Volumes at South-East Asia’s biggest cargo airport, Singapore Changi, were also flat this year. In the first nine months of 2015, cargo shipments held steady at 1.37 million tonnes (1.366m tonnes, -0.2%), despite a strong performance in September (+4.9%).

Meanwhile, Europe’s biggest cargo airport, Frankfurt, saw its cargo volumes (airfreight + airmail, excluding transit cargo) decrease by 2.4% to about 1.56 million tonnes in the first nine months of 2015, mainly reflecting the overall weak global trade environment and a slowdown in emerging economies.
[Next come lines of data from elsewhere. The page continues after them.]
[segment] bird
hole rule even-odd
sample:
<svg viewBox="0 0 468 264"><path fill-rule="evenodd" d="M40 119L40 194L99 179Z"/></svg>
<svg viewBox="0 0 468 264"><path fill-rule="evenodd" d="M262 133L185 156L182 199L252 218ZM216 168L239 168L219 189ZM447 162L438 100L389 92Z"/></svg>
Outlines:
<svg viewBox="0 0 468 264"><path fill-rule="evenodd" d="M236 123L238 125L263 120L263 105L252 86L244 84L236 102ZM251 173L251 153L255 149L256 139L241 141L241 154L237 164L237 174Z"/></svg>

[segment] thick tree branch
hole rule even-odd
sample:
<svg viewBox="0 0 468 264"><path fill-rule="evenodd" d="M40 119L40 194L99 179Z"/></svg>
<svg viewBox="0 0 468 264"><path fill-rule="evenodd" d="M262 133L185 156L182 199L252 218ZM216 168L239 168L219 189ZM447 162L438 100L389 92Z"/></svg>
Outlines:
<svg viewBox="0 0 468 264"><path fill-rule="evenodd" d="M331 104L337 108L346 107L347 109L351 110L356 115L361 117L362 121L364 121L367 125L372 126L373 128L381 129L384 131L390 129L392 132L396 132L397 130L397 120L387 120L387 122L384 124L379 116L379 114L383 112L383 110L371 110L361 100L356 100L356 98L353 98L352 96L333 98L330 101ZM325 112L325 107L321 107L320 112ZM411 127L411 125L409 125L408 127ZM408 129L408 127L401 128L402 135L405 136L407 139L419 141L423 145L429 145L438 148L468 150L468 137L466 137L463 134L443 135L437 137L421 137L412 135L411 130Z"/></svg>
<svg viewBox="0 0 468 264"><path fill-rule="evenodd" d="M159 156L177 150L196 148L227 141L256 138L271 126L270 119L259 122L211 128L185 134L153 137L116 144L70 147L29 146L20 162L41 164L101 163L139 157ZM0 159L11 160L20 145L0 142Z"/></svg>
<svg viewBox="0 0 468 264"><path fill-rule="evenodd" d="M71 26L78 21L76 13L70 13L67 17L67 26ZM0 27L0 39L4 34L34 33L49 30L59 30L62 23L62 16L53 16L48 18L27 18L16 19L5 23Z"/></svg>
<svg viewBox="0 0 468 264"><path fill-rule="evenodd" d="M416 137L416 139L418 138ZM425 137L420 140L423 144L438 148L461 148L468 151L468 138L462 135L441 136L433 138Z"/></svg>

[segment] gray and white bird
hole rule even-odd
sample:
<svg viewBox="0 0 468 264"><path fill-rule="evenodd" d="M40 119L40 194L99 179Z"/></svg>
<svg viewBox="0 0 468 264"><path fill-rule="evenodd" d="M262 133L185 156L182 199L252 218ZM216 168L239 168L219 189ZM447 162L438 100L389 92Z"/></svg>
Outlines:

Frankfurt Airport handled around 2.2 million tonnes of cargo in 2014.

And North America’s busiest international cargo airport, Miami, also recorded flat cargo volumes in the first nine months, rising just 0.16%, year on year, to 1.607 million tonnes.
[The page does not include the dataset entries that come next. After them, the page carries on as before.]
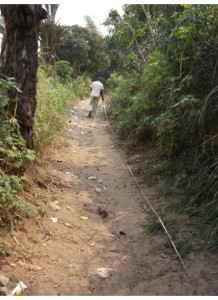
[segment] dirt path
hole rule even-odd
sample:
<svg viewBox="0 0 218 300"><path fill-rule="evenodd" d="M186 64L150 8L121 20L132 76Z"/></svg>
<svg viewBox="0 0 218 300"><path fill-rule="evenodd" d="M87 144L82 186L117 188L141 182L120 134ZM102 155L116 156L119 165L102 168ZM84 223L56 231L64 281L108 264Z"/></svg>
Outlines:
<svg viewBox="0 0 218 300"><path fill-rule="evenodd" d="M18 220L2 272L22 280L25 295L216 295L217 256L189 253L187 276L165 234L140 226L151 214L126 167L100 105L86 117L88 99L69 114L61 148L39 168L35 203L41 216ZM143 186L155 203L156 194ZM44 188L43 188L44 187ZM55 210L51 203L60 209ZM51 218L57 218L54 223ZM98 268L109 268L101 278Z"/></svg>

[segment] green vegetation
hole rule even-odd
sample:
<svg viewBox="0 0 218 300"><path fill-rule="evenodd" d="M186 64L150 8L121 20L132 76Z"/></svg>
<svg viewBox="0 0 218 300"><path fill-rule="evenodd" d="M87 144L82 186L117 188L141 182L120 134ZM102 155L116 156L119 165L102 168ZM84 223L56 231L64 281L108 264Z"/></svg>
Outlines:
<svg viewBox="0 0 218 300"><path fill-rule="evenodd" d="M202 219L208 247L217 247L218 6L125 5L122 17L111 10L106 37L89 16L85 28L62 27L55 22L58 5L47 9L35 152L20 134L16 97L9 100L22 91L12 78L0 80L0 207L17 207L29 162L55 142L63 115L88 95L90 77L100 75L112 94L109 113L117 134L131 149L152 144L159 151L156 164L138 172L157 183L159 195L177 193L186 213Z"/></svg>
<svg viewBox="0 0 218 300"><path fill-rule="evenodd" d="M0 79L0 212L8 214L18 206L19 191L25 190L27 178L23 176L28 163L35 158L26 148L17 120L9 113L7 92L16 87L12 78ZM4 171L3 171L4 170Z"/></svg>
<svg viewBox="0 0 218 300"><path fill-rule="evenodd" d="M59 5L45 6L48 19L40 26L40 65L36 84L37 47L29 47L29 43L26 47L26 40L17 32L24 32L25 27L29 30L28 41L37 42L38 22L46 17L46 12L40 5L31 7L31 11L27 5L25 8L22 5L16 8L1 5L5 21L1 16L1 31L7 33L7 38L2 38L1 45L0 221L12 231L17 216L35 217L40 213L31 201L25 200L28 197L25 193L30 191L31 186L31 178L27 175L31 173L30 162L55 144L57 134L62 133L66 112L89 92L90 79L85 74L73 79L74 70L70 63L55 61L55 51L68 28L55 22ZM11 11L16 17L9 17ZM36 11L38 14L34 16ZM41 19L24 24L29 16ZM9 24L6 30L5 24ZM6 255L2 248L1 254Z"/></svg>
<svg viewBox="0 0 218 300"><path fill-rule="evenodd" d="M29 181L25 171L30 161L42 155L46 147L55 143L57 133L61 133L63 127L63 116L72 108L78 96L83 97L87 93L89 79L78 77L74 81L69 80L68 73L71 68L67 69L66 63L59 62L57 69L57 73L56 67L41 65L38 69L35 151L26 148L19 124L9 112L10 101L7 93L11 89L19 89L13 79L0 80L0 210L1 216L4 215L5 218L15 209L19 209L20 213L25 211L25 215L27 208L34 211L34 207L19 196L28 191ZM65 80L62 76L63 70ZM28 215L31 214L28 212Z"/></svg>
<svg viewBox="0 0 218 300"><path fill-rule="evenodd" d="M56 53L60 60L70 62L74 78L84 74L90 77L104 76L110 65L104 38L96 30L92 20L86 20L86 28L78 25L68 28Z"/></svg>
<svg viewBox="0 0 218 300"><path fill-rule="evenodd" d="M73 101L72 92L60 83L52 69L38 69L37 110L35 115L35 150L43 152L55 141L63 124L62 114L66 113L68 101ZM71 97L71 99L69 99Z"/></svg>
<svg viewBox="0 0 218 300"><path fill-rule="evenodd" d="M209 246L218 239L217 12L217 5L125 5L106 22L114 53L120 45L119 70L107 81L115 130L129 147L157 145Z"/></svg>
While there are some exceptions this year, for example Abu Dhabi recording growth of 7.2% in the first nine months of 2015 to 621,000 tonnes, on the whole 2015 has brought relatively disappointing growth in comparison with 2014.

Air cargo data specialist WorldACD described 2015 as “a year of modest volume growth, judging by the first three quarters of the year”. Using worldwide data from more than 50 mostly large airlines and more than 16,000 freight forwarding agents, it estimated that global air cargo volumes increased, year on year, by 4.2% in Q1, by 2.8% in Q2 and by a mere 1.2% in Q3, making for a year-to-date (YTD) figure of +2.7%. At country level, Australia, Bangladesh and Vietnam stand out with a YTD volume growth of more than 20%, it added.

But it said cargo revenues earned by airlines were a different story, WorldACD noted, in part reflecting falling lower fuel prices and hence fuel surcharge levels. Expressed in US$ or CNY, WorldACD noted a YoY decrease of 12% and 10%, respectively in the first three quarters. However, the same revenues expressed in JPY or EUR show an increase of 4% and 8%, respectively, WorldACD noted, as a result of the US dollar appreciating by about 15% against a basket of currencies over the past 12 months.

IATA estimated that total global air freight traffic, measured as Freight Tonne Kilometres (FTKs), was up by 2.4% , year on year, in the nine months to 30 September, while total available freight capacity (Available Freight Tonne Kilometres or ATKs) rise by 5.5%.

Discussing the market in September, IATA’s Director General and CEO Tony Tyler said the weakness in air cargo markets largely tracks anaemic growth in trade. “Although slightly improved from August, the global trend is fragile, and the improvement is narrowly based,” he noted.

“Growth reported by European carriers reflects positive trends in trade with Central and Eastern European economies as well as a general improvement in manufacturing in the Eurozone. But the largest air cargo region, Asia-Pacific, was only just in positive territory, held down by weak regional trade.”

Commenting on the outlook, IATA said: “Some of the conditions that led to the decline in world trade this year – a combination of weaker than expected global economic growth, particularly in emerging markets, as well as shifts toward the domestic market in China – are persisting. The September data suggests that improvements in some regions could counter further declines in air cargo demand. But this is narrowly based and the demand backdrop for air cargo remains fragile.”

As this issue of CAAS was going to press, airlines and freight forwarders were reporting a surge in demand during October and November from Asia’s major cargo airports to key markets such as Europe and the US, thanks to new tech product launches, particularly from Apple. However, the surge was understood to be caused by short-term, seasonal factors and was expected to die down by early December. And it was also unclear whether the spike in demand represented significant year-on-year growth, with shortages of capacity partly reflecting temporary restrictions placed on charter flights operating out of China’s most congested airports.